In August, Johnson Medicare and Social Security should cease being federal entitlement programs, and instead require approval every year as "discretionary spending."

"If you qualify for the entitlement, you just get it no matter what the cost," he said. "And our problem in this country is that more than 70 percent of our federal budget, of our federal spending, is all mandatory spending. It's on automatic pilot. It never, you just don't do proper oversight. You don't get in there and fix the programs going bankrupt."

He later denied that he wanted to cut the programs.

Byron Donalds

Florida Representative Bryon Donalds told CNN Wednesday that the only person saying Republicans are considering Social Security cuts is Biden.

"He's been lying to the American people," he said. "No Republican on the Hill has said 'Hey for debt ceiling, we're going to look at Medicare and Social Security.' It is not true."

Mike Lee

In a recap of the address with Utah Governor Spencer Cox, Utah senator Mike Lee said Biden made false claims about Republicans in his speech.

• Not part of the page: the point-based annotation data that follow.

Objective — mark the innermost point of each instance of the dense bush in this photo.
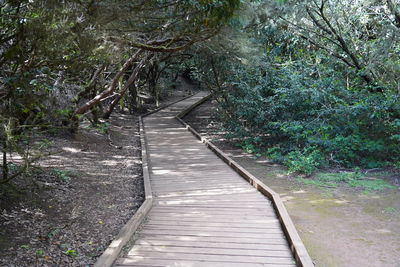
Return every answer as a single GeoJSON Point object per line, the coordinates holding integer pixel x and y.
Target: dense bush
{"type": "Point", "coordinates": [306, 121]}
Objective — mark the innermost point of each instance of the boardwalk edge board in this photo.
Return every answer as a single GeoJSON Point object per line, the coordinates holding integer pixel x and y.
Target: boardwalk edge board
{"type": "Point", "coordinates": [110, 255]}
{"type": "Point", "coordinates": [300, 253]}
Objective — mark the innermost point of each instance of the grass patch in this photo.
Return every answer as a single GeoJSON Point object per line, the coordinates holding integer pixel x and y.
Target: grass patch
{"type": "Point", "coordinates": [350, 179]}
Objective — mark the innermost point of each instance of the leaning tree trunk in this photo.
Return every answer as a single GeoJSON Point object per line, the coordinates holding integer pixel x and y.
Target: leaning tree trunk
{"type": "Point", "coordinates": [94, 101]}
{"type": "Point", "coordinates": [131, 79]}
{"type": "Point", "coordinates": [5, 163]}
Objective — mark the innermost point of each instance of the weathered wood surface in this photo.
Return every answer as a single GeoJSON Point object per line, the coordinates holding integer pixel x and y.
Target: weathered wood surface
{"type": "Point", "coordinates": [204, 213]}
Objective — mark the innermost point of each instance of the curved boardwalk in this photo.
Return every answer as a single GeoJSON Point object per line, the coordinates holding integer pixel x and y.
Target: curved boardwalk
{"type": "Point", "coordinates": [204, 213]}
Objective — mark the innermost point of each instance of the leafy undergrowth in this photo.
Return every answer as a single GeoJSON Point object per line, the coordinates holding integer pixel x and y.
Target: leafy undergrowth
{"type": "Point", "coordinates": [356, 180]}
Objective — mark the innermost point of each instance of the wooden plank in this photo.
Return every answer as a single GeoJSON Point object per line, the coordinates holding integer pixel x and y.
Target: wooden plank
{"type": "Point", "coordinates": [230, 230]}
{"type": "Point", "coordinates": [193, 263]}
{"type": "Point", "coordinates": [242, 224]}
{"type": "Point", "coordinates": [183, 232]}
{"type": "Point", "coordinates": [223, 245]}
{"type": "Point", "coordinates": [203, 214]}
{"type": "Point", "coordinates": [210, 251]}
{"type": "Point", "coordinates": [142, 256]}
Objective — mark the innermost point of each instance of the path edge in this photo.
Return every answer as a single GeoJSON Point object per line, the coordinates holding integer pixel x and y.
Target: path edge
{"type": "Point", "coordinates": [297, 247]}
{"type": "Point", "coordinates": [110, 255]}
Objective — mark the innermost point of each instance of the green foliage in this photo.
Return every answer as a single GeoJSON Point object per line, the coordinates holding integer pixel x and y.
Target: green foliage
{"type": "Point", "coordinates": [350, 179]}
{"type": "Point", "coordinates": [71, 252]}
{"type": "Point", "coordinates": [306, 121]}
{"type": "Point", "coordinates": [306, 162]}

"The President of the United States looked us right in the eye and mischaracterized what half the people in the chamber believe," he said.

He added that the president made several claims that were untrue.

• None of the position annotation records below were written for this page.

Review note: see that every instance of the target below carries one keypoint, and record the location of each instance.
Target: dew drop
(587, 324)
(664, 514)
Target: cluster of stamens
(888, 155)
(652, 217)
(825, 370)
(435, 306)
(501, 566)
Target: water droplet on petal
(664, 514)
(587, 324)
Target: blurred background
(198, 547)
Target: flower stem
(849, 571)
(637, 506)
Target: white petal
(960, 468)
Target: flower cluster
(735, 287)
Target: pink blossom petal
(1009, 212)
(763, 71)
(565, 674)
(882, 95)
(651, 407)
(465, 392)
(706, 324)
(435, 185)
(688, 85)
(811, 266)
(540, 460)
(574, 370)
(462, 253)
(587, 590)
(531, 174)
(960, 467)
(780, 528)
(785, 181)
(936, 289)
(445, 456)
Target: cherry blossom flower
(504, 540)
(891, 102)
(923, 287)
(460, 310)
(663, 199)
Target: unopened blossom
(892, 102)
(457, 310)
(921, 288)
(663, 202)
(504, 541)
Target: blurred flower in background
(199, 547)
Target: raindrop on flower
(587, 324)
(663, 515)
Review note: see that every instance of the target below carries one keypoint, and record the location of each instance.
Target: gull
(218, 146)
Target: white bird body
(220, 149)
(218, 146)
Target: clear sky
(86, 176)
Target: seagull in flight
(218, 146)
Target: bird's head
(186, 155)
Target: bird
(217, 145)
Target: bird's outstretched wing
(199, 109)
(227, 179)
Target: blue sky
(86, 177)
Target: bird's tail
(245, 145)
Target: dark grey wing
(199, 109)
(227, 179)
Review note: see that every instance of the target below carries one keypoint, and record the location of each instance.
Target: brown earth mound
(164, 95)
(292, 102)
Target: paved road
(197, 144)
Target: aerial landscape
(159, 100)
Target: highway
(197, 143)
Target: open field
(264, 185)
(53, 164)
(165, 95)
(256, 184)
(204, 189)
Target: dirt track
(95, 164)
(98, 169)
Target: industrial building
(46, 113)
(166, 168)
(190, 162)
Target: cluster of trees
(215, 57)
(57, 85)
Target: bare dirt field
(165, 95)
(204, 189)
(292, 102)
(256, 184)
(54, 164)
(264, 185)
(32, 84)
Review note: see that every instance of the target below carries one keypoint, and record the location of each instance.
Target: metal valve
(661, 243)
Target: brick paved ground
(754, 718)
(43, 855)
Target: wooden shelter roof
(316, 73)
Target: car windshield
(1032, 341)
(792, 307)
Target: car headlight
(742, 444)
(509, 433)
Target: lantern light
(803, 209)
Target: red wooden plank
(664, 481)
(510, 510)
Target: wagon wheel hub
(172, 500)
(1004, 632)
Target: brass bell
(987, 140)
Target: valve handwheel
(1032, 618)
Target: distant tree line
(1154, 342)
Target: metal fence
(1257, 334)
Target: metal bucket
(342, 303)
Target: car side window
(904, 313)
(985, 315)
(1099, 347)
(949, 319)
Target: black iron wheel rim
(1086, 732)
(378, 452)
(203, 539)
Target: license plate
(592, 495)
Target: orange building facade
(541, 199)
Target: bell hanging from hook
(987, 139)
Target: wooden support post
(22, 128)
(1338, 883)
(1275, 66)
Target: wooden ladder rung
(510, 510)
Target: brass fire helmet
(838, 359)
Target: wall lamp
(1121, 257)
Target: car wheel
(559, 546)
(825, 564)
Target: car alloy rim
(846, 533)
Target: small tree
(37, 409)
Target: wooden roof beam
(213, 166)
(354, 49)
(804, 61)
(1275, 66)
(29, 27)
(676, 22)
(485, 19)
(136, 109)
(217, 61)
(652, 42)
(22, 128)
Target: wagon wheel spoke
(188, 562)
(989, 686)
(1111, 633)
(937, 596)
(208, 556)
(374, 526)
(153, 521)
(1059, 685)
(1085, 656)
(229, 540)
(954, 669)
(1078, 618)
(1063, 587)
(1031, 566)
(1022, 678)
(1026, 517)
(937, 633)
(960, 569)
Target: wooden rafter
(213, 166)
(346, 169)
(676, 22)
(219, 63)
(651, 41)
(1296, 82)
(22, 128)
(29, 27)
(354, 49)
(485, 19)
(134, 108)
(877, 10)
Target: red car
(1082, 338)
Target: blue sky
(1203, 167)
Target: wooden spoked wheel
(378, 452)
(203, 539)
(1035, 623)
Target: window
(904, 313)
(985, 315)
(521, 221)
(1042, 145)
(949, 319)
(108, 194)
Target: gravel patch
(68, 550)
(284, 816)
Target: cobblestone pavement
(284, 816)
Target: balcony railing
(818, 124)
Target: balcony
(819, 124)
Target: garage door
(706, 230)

A video from 2010 has resurfaced in recent years, however, showing Lee's intentions to "phase out" Social Security.

"I'm here right now to tell you one thing you probably have never heard from a politician: It will be my objective to phase out Social Security, to pull it up from the roots and get rid of it," Lee said during a campaign stop February 23, 2010, in Cache Valley, Utah. "People who advise me politically always tell me it's dangerous and I tell them, 'In that case it's not worth my running.' That's why I'm doing this, to get rid of that. Medicare and Medicaid are of the same sort, they need to be pulled up."

Lee has also stated that he was against "entitlement programs" that "redistribute wealth," noting those programs are not in the Constitution.

Steve Scalise

Louisiana Representative Steve Scalise said accusations like the one Biden made Tuesday have been "going on for a while."

"I hope the president stops trying to tell that story. He at least acknowledged at the end that Republicans want to strengthen Social Security and there is no plan to get rid of it," he said.

Scalise, the second-highest ranking House Republican, added Republicans want to strengthen Social Security.

When reached for comment, a spokesperson for Scalise directed Newsweek to an interview with Fox News' Laura Ingraham in which Scalise said Biden's accusation that Republicans want to cut Medicare and Social Security a "false premise."

"He loves throwing this out there, and we called him on it," he said. "Everybody's like, 'Who are you talking about?' And so then he had this weird interaction with the members of Congress, and finally at the end of it realized, 'Okay, so none of you are for doing that.' And you know, it's Mr. President, stop telling all of these lies."

He added that Biden "undermined" these programs by paying billions of people to not work.

"Millions of people that are sitting at home being paid—they're not paying into Social Security," Scalise said. "So how about we actually have an honest conversation about how to get our country and our economy back on track."

Fox News questioned Scalise in November about the Republican Study Committee's plan to change Social Security.

He said the budget wants to "sure up" and strengthen Social Security, not cut it.

Newsweek has reached out for comment from Lee, McCarthy and Johnson.

Republicans Deny Wanting to Cut Medicare
(L-R) US Senators Rick Scott (R-FL), Mike Lee (R-UT) and Bill Cassidy (R-LA) yell as US President Joe Biden delivers the State of the Union address at the US Capitol in Washington, DC, February 7, 2023. Several Republicans were on the defense after the address, claiming Biden's accusations are not true and promising Medicare and Social Security are not at risk. ANDREW CABALLERO-REYNOLDS/AFP via Getty Images

Update: 02/08/23 4:06 p.m. ET: This article was updated with information Scalise's spokesperson.